Let’s dive straight into some use cases for our A/B testing feature. How can you harness this tool to compare the Key Performance Indicators (KPI) between variants within your game? What are some real examples you could apply?
The following use cases will be covered:
- Use Case 1: Changing the starting in-game (resource) currency in a RPG game
- Use Case 2: Changing the speed of the ball in an arcade game
- Use Case 3: Changing the initial puzzle levels in a puzzle game
- Use Case 4: Changing the card animation in a casino game
Here is a glossary of terms that are mentioned in the use cases.
|KPI||Key Performance Indicator. A way to measure performance and evaluate the success of your game.|
|IAP||In-App-Purchases. Players may perform In-App-Purchases with real money to buy something within the game (e.g. a character skin).|
|Retention Day X||The percentage of users that came back to play the game X days after installing.|
Use Case 1: Changing the starting in-game (resource) currency in a RPG game
‘What happens when I change the number of coins a player starts with in my RPG game? How does it affect Day 7 retention?’
Let’s assume you have an RPG game and you want to test different scenarios where your players start with a different amount of coins. How would that affect their behaviour? Would an increase in coins improve the core KPIs? Would it reduce D7 Retention? These questions can be answered by using A/B testing.
In this use case we’ll have the control group, which is the default value (600 coins) and 2 variants: Coins800 (800 coins) & Coins1200(1200 coins). After you run the test, you’ll get results as shown below where you can draw various conclusions:
In this example, we can see that increasing the coins also increases Day 7 retention for both variants (800 & 1200). Both of these variants have a higher probability of being the best over the default starter coins (600). The playtime looks fairly similar between all variants, so it’s difficult to draw a conclusion there. What’s really interesting is that 800 actually has a higher Day 7 retention than 1200, even though the players started with less coins. This also means that the variant of 800 coins has a higher probability to be the best over the 1200 coin variant. We’ll check the other core KPIs below:
Similar to the table above, we notice that both variants with higher coins have better KPIs overall, so they have a higher chance of being the best. We also notice that from Day 1 to Day 6 retention, 1200 coins has very slightly higher numbers, however for Day 7 retention (which is the Goal Metric), the 800 coin variant is higher slightly. We can perhaps explain this because when players start with 1200 coins, they would most likely scale a lot quicker (in game) compared to when they start with less coins, and perhaps lose interest quicker as well as a result.

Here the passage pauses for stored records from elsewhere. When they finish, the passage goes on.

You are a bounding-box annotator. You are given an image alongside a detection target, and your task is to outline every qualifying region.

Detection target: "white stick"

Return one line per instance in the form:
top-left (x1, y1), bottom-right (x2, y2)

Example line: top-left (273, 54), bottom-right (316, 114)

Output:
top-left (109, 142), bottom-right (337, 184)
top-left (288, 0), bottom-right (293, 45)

How you determine a winner depends on a lot of factors, including the Goal Metric. In this example, if you valued less (or more) than Day 7 retention, perhaps the 1200 coin variant would be the winner.
Please read the Conclusions section below…
Use Case 2: Changing the speed of the ball in an arcade game
‘What if I increase the speed of the ball? Would that improve our Day 1 retention?’
In this scenario, let’s assume we have an Arcade game where the player has to dodge obstacles with a ball. What happens if we increase the speed of the ball? Would that also improve our core KPIs by making the game more challenging and interesting?
The playtime graph shows that the player group that had a higher speed (*2) generally have a higher playtime. It’s important to note that the Goal Metric here was Retention Day 1. In the table above, we can see that the retention is significantly higher when the ball speed was also higher. As a result we can safely & comfortably say that the winner is the variant with the higher ball speed as the probability to be the best is estimated at 97.78%.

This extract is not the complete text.